Wenn Sie sich diese Gedanken zu Eigen machen können, werden Sie schnell spüren, welcher „Druck“ von Ihnen und – das ist besonders wichtig – aus Ihren Akquise-Gesprächen genommen wird. Sie bleiben entspannt, Ihr Gehirn blockiert nicht. Das eröffnet Ihnen verschiedene Möglichkeiten, um doch noch ans Ziel zu kommen oder zumindest das Größtmögliche aus der Situation für sich herauszuziehen.
Welche Ansatzmöglichkeiten bietet Ihnen ein „Nein“ insbesondere in der Telefonakquise?
#1 Überprüfen Sie Ihren Gesprächseinstieg
Wenn Sie von Ihrem Ansprechpartner auffällig oft (Sie entwickeln ein Gefühl dafür) hören Nein, brauchen wir nicht, überprüfen Sie Ihren Gesprächseinstieg. Möglicherweise halten Sie ihn zu allgemein, um eine möglichst breite Zielgruppe anzusprechen. Grundsätzlich sollten Sie mehrere Gesprächseinstiege entwickeln, testen und die Ergebnisse statistisch auswerten.
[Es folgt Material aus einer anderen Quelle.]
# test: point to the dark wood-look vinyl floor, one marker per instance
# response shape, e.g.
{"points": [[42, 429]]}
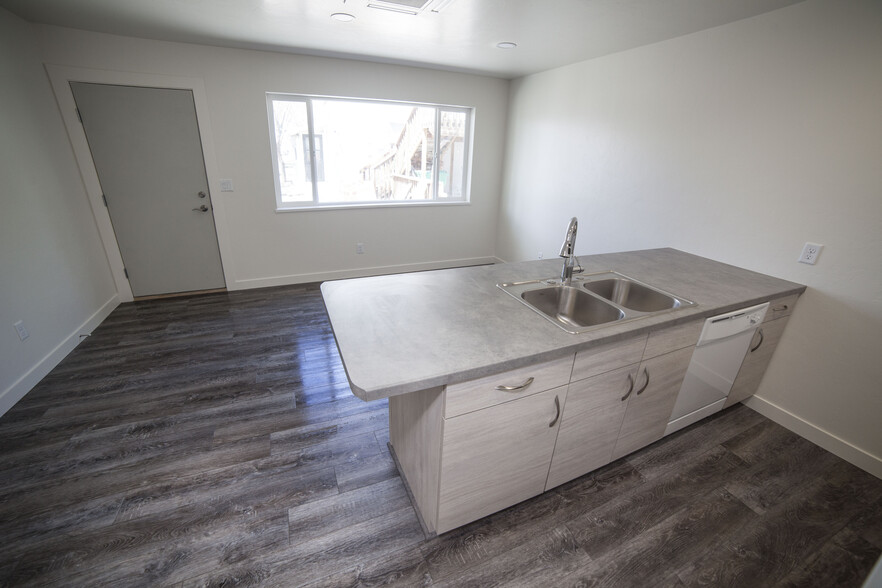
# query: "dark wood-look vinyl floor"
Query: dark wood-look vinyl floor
{"points": [[213, 441]]}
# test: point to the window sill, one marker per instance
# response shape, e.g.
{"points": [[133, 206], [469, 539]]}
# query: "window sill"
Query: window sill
{"points": [[346, 206]]}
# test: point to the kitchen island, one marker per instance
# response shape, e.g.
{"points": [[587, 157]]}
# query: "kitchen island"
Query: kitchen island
{"points": [[490, 403]]}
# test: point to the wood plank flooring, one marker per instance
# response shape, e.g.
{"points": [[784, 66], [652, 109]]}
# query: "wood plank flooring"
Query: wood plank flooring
{"points": [[212, 440]]}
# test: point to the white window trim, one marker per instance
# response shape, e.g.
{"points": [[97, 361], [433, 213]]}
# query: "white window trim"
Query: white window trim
{"points": [[316, 205]]}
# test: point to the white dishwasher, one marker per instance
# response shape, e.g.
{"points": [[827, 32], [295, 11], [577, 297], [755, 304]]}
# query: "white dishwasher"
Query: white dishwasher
{"points": [[716, 360]]}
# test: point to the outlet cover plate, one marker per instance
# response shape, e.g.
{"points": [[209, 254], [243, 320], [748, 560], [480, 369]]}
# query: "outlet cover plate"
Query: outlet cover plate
{"points": [[810, 253], [22, 330]]}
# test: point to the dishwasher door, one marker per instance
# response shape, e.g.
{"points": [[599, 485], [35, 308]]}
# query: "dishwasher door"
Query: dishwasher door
{"points": [[715, 363]]}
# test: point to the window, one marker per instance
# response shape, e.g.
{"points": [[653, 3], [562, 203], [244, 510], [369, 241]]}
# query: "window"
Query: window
{"points": [[367, 152]]}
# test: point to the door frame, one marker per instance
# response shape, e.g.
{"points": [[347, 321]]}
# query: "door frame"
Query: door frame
{"points": [[60, 78]]}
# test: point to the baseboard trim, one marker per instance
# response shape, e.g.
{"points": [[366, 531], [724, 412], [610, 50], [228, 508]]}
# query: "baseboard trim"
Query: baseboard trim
{"points": [[839, 447], [32, 377], [356, 273]]}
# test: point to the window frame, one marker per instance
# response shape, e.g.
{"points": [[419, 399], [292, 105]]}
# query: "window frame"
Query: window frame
{"points": [[315, 204]]}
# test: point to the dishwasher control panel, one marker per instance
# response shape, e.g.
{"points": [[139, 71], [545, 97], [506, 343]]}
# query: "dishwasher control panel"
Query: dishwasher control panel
{"points": [[732, 323]]}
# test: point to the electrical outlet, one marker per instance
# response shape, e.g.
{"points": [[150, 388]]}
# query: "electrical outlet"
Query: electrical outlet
{"points": [[810, 253], [22, 330]]}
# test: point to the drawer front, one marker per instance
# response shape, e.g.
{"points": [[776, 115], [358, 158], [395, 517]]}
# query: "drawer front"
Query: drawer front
{"points": [[481, 393], [780, 307], [606, 358], [672, 338]]}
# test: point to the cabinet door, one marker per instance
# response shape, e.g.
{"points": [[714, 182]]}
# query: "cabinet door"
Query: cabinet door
{"points": [[496, 457], [756, 361], [590, 425], [658, 383]]}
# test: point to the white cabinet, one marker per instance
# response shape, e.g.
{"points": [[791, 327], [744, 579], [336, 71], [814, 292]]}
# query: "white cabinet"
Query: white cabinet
{"points": [[496, 457], [591, 423], [472, 449], [650, 405]]}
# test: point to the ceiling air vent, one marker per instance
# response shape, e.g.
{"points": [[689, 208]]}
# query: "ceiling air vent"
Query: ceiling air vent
{"points": [[410, 6]]}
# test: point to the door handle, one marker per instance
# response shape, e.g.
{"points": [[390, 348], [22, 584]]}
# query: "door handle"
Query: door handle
{"points": [[646, 385], [521, 386], [557, 407], [760, 331], [630, 387]]}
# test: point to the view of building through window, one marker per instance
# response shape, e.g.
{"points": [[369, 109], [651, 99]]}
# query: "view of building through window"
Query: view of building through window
{"points": [[362, 152]]}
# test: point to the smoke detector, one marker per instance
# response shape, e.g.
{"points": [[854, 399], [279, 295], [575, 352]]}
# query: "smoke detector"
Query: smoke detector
{"points": [[413, 7]]}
#2 Finden Sie Informationen heraus, um Ihre Zielkunden-Definition zu schärfen
Sagt Ihr Ansprechpartner Nein, brauchen wir nicht, haken Sie ein und sagen: Ah, ich verstehe….. ich hatte über Ihr Unternehmen recherchiert (Ansprechpartner reagieren darauf meistens positiv, weil das signalisiert, dass Sie sich mit ihnen beschäftigt haben). Kunden von uns, die Ihrem Unternehmen ähnlich sind, konnten wir bei der Lösung von […………….] helfen. Bei Ihnen läuft das aber scheinbar ganz anders…..?
Halten Sie eine Pause aus und warten Sie, wie Ihr Ansprechpartner reagiert. Oft bekommen Sie so eine Menge wertvoller Informationen, die Sie für Ihr Zielkunden-Profil auswerten können.
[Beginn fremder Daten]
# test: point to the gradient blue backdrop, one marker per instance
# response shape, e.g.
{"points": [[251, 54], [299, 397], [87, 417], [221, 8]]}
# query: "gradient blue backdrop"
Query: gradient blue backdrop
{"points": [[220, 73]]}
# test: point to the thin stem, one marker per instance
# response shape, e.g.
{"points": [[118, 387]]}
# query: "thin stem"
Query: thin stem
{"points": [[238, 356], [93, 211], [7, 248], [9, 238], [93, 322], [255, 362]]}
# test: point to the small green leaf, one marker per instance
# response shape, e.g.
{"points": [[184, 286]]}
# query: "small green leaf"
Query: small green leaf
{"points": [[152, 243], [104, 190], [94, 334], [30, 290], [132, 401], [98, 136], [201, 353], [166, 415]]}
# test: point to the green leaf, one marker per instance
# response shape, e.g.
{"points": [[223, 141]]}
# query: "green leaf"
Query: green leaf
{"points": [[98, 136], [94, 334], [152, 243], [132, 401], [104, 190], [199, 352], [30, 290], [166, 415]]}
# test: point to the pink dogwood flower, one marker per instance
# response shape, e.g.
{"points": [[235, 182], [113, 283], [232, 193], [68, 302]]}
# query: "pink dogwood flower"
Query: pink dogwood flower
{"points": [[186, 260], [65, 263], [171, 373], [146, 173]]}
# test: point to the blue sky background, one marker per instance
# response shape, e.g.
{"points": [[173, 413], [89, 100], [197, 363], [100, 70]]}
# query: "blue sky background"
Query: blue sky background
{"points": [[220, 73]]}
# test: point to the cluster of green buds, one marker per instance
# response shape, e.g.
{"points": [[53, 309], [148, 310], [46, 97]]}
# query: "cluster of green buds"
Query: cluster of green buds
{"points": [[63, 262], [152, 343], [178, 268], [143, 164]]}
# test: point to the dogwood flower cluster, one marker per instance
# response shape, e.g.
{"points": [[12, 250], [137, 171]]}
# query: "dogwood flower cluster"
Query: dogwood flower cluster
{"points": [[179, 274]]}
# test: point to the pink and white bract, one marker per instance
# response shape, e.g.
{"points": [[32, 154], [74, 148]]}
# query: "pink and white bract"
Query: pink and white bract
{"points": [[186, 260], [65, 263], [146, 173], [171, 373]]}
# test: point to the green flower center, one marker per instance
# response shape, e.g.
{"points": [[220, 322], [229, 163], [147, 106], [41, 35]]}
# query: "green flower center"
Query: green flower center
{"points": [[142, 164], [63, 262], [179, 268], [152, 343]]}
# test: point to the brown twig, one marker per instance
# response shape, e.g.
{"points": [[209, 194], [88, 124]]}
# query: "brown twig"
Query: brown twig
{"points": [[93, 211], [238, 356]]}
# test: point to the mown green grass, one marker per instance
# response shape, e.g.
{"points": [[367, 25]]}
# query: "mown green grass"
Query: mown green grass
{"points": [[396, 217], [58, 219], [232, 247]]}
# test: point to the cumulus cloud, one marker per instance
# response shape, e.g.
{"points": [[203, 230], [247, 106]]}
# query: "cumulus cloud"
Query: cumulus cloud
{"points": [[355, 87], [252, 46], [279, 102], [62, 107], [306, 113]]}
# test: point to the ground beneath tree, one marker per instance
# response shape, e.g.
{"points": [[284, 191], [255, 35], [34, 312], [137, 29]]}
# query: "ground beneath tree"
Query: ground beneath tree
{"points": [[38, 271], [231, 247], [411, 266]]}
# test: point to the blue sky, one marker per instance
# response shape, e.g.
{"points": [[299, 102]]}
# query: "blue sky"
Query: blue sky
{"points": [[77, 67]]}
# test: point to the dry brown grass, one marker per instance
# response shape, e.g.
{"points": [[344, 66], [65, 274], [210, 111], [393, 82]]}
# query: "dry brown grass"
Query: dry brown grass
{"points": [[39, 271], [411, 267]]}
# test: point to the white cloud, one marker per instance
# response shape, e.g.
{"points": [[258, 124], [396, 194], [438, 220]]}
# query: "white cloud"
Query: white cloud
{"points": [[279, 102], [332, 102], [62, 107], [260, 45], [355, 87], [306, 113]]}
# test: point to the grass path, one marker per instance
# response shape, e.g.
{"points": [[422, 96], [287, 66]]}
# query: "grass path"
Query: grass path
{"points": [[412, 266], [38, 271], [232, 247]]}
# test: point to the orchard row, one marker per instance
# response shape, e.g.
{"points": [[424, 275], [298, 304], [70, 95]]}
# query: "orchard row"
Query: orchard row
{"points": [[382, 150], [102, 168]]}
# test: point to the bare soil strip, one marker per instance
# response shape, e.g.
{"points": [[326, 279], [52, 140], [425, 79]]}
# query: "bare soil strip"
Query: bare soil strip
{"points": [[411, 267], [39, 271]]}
#3 Finden Sie Informationen zu Mitbewerbern heraus
Auf die Aussage Wir arbeiten da schon mit einem Anbieter sehr lange und vertrauensvoll zusammen können Sie sagen: Ah, ich verstehe. Das ist natürlich klasse. Für meine eigene Standortbestimmung…… mit wem arbeiten Sie denn zusammen? und dann versuchen Sie durch geschicktes Hinterfragen herauszufinden, was mit dem jetzigen Geschäftspartner vielleicht nicht so gut läuft. Stellen Sie dann heraus, was Sie besser machen. Es versteht sich von selbst, dass Sie über Ihren Mitbewerber nicht negativ reden.
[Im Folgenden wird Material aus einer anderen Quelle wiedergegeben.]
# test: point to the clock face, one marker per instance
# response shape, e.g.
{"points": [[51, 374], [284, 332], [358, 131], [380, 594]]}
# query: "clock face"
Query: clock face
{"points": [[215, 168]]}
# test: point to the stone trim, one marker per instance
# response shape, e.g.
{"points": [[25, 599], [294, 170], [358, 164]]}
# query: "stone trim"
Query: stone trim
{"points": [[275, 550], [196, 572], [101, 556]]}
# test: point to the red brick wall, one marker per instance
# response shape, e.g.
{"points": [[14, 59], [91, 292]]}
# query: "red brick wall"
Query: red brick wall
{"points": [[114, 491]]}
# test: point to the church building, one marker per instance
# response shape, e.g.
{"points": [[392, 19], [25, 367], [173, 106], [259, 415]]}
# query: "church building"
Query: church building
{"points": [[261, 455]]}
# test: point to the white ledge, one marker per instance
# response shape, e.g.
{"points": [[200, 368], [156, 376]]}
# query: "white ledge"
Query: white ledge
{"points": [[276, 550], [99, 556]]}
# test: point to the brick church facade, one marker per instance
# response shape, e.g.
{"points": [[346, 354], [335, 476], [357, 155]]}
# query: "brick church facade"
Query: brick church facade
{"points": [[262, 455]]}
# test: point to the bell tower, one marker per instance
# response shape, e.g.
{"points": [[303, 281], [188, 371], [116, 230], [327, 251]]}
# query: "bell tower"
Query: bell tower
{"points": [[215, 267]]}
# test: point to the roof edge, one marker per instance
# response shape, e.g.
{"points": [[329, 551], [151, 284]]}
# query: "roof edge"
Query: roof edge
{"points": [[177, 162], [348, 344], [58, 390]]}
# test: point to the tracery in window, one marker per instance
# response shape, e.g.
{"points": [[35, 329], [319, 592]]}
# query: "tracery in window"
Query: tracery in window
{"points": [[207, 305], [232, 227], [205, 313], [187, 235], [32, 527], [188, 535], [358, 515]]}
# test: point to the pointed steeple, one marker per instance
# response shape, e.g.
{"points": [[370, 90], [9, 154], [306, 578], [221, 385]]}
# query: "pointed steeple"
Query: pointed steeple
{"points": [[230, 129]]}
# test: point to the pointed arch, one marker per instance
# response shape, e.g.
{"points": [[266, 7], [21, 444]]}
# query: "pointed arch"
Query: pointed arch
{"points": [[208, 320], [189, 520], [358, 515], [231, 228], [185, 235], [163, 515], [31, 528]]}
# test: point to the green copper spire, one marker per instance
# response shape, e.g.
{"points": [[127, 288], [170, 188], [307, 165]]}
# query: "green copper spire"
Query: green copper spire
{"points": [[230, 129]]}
#4 Nehmen Sie einfach einen neuen Anlauf
Telefonakquise ist fast nie gradlinig, sprich: Anrufen, mit dem Entscheider telefonieren, positiver oder negativer Abschluß. Wenn Sie mit Ihrem Anruf nicht das gewünschte Ergebnis erzielen, können Sie z. B. nach einem gewissen zeitlichen Abstand einfach bei einem anderen Ansprechpartner im Unternehmen anrufen, der die Entscheidung ebenfalls beeinflussen kann. Oder Sie testen einen anderen Gesprächseinstieg.
Das ist ja das Wunderbare an der Akquise. Ein „Nein“ ist keine Sackgasse und nicht einer, sondern viele Wege führen zum Termin.